After the fall of Jerusalem, Pope Innocent III and others asked King Canute VI and the Danes to join the crusade, stating that it would be right for crusaders to die for Christ, as he died for them. This was not well received by the Danes. According to the Historia de Profectione Danorum in Hierosolymam, Esbern delivered a speech stating that the Danish people had been sliding into a period of depravity and decline, he called the crusade to Jerusalem to be of noble effort, as requested by the Pope, who was of a superior position. In 1192, during the Crusades, he led a small group of Danish soldiers to the Holy Land. He became inspired and upon his return to Denmark, he built the Kalundborg Kirke (Church of Our Lady, Kalundborg); Art historian R.A. Stalley called the architectural style an "emphatic image of militant Christianity". (Note: "Militant Christianity" in a directly martial sense, as widely espoused in 12th-century Christendom (see: Crusading movement § 12th century), as distinct from the "Church Militant".) Esbern is considered the founder of the town of Kalundborg.

==Death==
In 1204, he died at Sæbygård when he broke his neck on a millstone after falling down a staircase. He was buried at Sorø Abbey.
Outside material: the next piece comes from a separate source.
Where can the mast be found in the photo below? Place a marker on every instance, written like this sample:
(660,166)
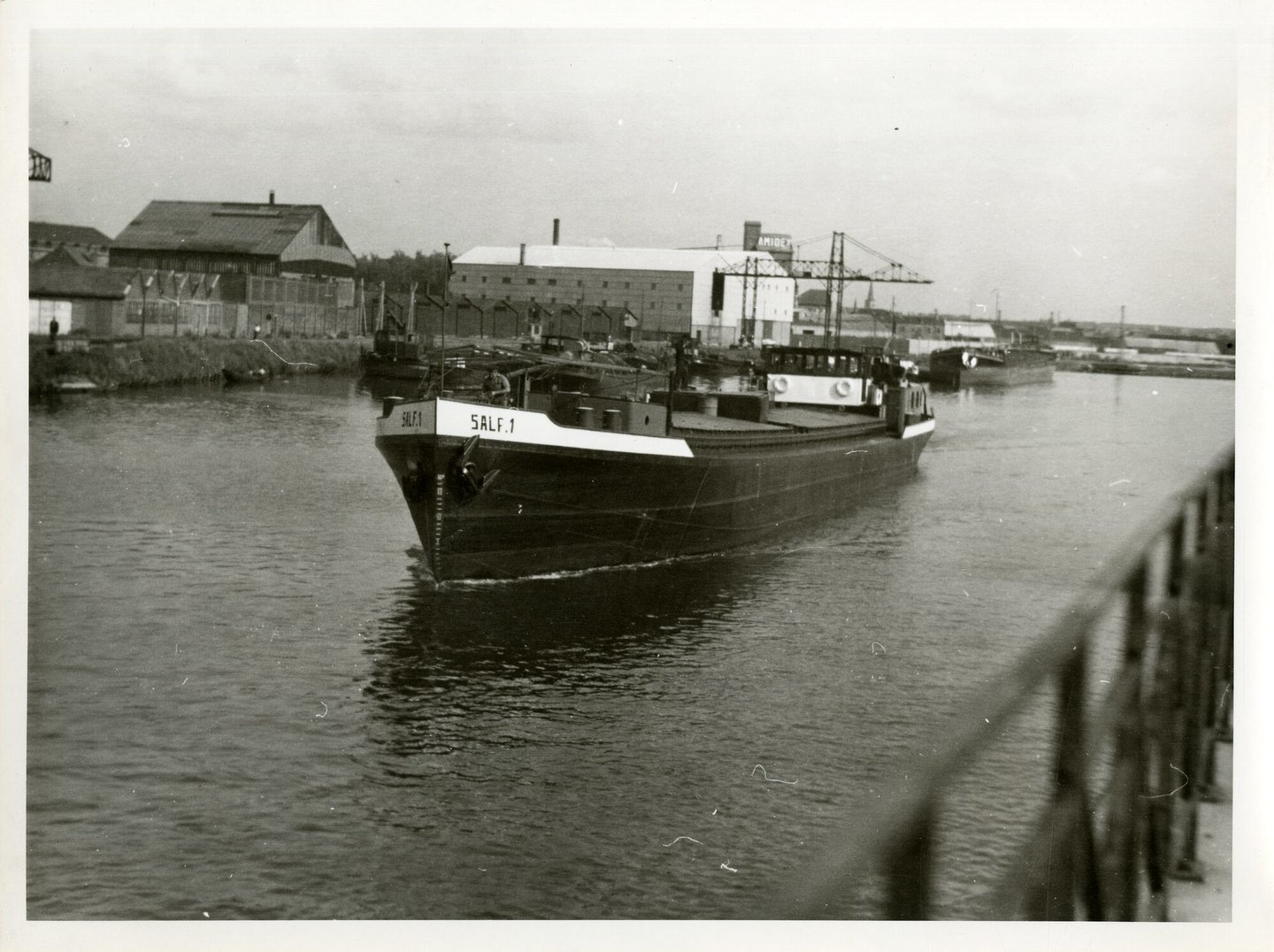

After his death, Helene was royal mistress to Valdemar II of Denmark.

==Legacy==
Two ships of the Royal Danish Navy have been named HDMS Esbern Snare, after Esbern the Resolute:
- HDMS Esbern Snare (F342)
- HDMS Esbern Snare (F341)

==Popular culture==
- He is the subject of a legend (Fin (legend)) and a later related poem Kalundborg Church by John Greenleaf Whittier.
- B.S. Ingemann wrote a poem about Sæbygård and its inhabitants, which is published in his novel, Valdemar Victory.